In your class, I asked a question about how to properly model financial stock prices. Very often, financial analysts convert the data into a binary “up” or “down” and then try to predict based on various input factors if the stock price goes up or down. You corrected my perspective by explaining that rather than committing the cardinal sin of dichotomizing the continuous stock price data, we should use T1 prices as an input feature (along with any other features of interest) to predict T2 prices. That way, all the the information in the prices is preserved.

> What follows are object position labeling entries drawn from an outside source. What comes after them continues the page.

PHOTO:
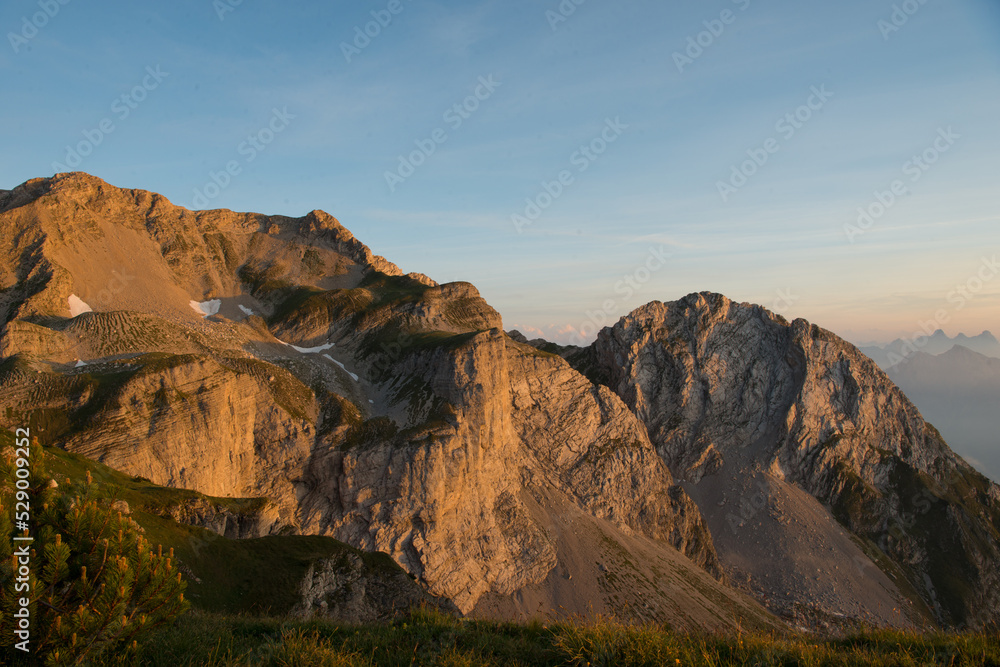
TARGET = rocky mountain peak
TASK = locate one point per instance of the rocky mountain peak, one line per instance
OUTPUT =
(700, 455)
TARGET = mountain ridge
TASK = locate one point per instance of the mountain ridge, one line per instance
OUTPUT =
(394, 414)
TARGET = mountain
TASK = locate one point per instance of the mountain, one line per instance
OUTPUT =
(704, 464)
(900, 350)
(959, 392)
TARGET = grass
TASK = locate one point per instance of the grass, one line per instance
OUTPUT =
(432, 638)
(259, 576)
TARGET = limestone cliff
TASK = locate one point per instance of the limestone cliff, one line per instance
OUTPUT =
(752, 410)
(263, 356)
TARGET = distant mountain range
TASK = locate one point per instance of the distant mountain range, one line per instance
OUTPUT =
(705, 463)
(899, 350)
(959, 392)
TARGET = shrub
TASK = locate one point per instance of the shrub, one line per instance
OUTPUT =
(95, 585)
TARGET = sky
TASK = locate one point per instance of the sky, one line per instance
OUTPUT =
(573, 160)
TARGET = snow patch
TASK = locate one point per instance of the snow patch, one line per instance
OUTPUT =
(77, 306)
(342, 366)
(206, 308)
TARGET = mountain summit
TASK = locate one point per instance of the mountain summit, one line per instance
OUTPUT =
(703, 463)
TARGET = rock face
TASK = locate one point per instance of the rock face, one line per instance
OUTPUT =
(345, 588)
(786, 436)
(264, 356)
(269, 357)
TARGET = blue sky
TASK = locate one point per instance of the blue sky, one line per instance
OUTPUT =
(672, 131)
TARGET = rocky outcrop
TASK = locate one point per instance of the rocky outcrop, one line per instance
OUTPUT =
(729, 389)
(347, 589)
(253, 356)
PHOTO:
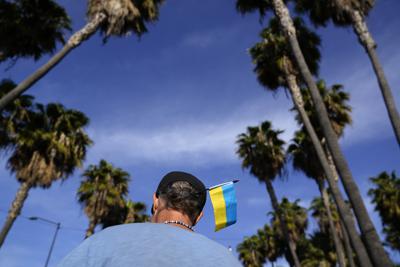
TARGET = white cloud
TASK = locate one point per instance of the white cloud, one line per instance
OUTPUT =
(205, 39)
(200, 40)
(205, 141)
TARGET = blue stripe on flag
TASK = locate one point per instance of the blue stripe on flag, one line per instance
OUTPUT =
(230, 203)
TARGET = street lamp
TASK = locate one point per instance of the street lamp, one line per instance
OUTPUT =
(35, 218)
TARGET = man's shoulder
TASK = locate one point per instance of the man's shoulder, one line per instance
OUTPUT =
(147, 244)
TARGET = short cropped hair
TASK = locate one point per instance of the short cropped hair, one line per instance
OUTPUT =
(183, 197)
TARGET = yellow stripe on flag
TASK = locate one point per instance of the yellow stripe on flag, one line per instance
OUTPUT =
(218, 202)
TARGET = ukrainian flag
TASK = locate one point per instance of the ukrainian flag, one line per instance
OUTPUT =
(223, 199)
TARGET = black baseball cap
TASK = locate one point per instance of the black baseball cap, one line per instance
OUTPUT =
(176, 176)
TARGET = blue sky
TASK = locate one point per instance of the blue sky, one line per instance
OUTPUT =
(177, 98)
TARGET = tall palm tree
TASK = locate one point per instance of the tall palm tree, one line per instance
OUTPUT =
(262, 247)
(303, 154)
(111, 17)
(386, 197)
(304, 159)
(372, 241)
(31, 28)
(251, 252)
(129, 212)
(262, 153)
(320, 213)
(48, 148)
(275, 68)
(136, 212)
(14, 117)
(104, 187)
(353, 13)
(296, 220)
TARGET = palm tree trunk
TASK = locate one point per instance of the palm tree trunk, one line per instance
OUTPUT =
(365, 38)
(15, 210)
(346, 241)
(285, 230)
(373, 243)
(92, 226)
(343, 209)
(75, 40)
(338, 245)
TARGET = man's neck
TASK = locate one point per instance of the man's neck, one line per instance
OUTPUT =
(171, 216)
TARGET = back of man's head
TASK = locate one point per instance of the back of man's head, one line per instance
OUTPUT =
(182, 192)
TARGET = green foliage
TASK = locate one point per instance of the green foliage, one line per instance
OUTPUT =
(14, 117)
(31, 28)
(319, 213)
(125, 16)
(262, 151)
(249, 6)
(257, 249)
(322, 11)
(386, 197)
(268, 54)
(315, 253)
(129, 212)
(301, 150)
(336, 102)
(103, 191)
(49, 146)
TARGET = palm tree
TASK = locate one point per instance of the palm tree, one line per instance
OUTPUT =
(274, 66)
(251, 252)
(14, 117)
(111, 17)
(262, 152)
(317, 250)
(305, 159)
(386, 197)
(104, 187)
(31, 28)
(353, 13)
(372, 241)
(263, 246)
(320, 213)
(296, 220)
(303, 154)
(49, 147)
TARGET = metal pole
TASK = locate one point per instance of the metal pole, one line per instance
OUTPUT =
(52, 244)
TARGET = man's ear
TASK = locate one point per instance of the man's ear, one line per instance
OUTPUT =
(155, 203)
(198, 218)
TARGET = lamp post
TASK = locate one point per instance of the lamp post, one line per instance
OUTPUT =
(54, 237)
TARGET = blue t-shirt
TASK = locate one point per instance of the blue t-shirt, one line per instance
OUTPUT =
(148, 244)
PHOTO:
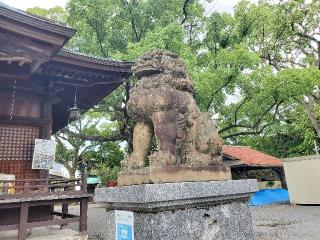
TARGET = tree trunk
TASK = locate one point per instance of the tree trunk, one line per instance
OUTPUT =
(310, 108)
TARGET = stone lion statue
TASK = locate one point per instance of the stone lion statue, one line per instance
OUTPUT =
(162, 104)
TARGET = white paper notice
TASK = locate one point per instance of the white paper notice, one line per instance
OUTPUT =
(43, 154)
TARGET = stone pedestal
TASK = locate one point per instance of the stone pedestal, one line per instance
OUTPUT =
(172, 173)
(182, 211)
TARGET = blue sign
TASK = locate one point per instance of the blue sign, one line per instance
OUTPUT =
(124, 225)
(124, 232)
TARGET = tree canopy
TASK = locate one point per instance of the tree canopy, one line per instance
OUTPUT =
(255, 70)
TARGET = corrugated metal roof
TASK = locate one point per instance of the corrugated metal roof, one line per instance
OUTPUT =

So, I want to test if this is truly a superior way to analyze the data. Concretely, I have in mind to reanalyze an article that dichotomized the data and then hopefully show that predicting prices is superior. To do this, I would like to compare three models:

  • Binary: T2_binary_up_or_down ~ T1_X
  • Ordinal: T2_bigRise_smallRise_approxZero_smallDrop_bigDrop ~ T1_X
  • Continuous: T2_price ~ T1_X + T1_price

Essentially, the three models are the same in using the vector of T1_X as input features; the only difference is the amount of information contained in the price (which is stripped of information in the binary and ordinal models). They would all involve the number of rows of data and exactly the same missingness structures.

For a valid comparison, I would like a single performance measure that can evaluate all three models on the same scale. Does such a single measure exist?

I seem to remember that you recommended the following highlighted R^2 formula:

Is this (or something else) appropriate for my scenario?

I’ve been looking at the Hmisc::R2Measures function, but I can’t seem to figure out how it works; in particular, I don’t understand how to supply the lr argument, especially for continuous models. If something here does the job, could you please help guide me?

At one point I thought that Somers’ D_{xy} rank correlation between predicted and observed was the way to go (simple translation of AUROC for binary Y). But when computed for binary Y it’s bigger than for multi-level Y because predicting a binary outcome is so much easier. Similarly the R^{2}_\text{adj} as you specified is going to make it too easy on coarser Y because it uses the effective sample size instead of the sample size. So for your purpose I would use the traditional R^2 from econometrics (Maddala-McGee etc.) with the actual sample size n used. This will be equivalent to just using the LR \chi^2 statistic for each model. More sensitive models will have larger LR.

Another approach is to consider an effect that is subtle (e.g., some weak but interesting predictor variable, choosing it based only on subject matter knowledge) and show that patterns can be discerned with continuous Y but not with very coarse Y.

I’ll have to get to the R2Measures question later.

Thanks for your response. What exactly do you mean by “the traditional R^2 from econometrics (Maddala-McGee etc.) with the actual sample size n used”? Is there a precise formula for that? Even better, is there an R function for that? Does this work for continuous, ordinal, and binary variables, or is it just for continuous, and then it is equivalent to chi-square for binary?

It’s described in the r2.html page. It’s equal to the last one I listed (my favorite) but reverting back to the apparent sample size.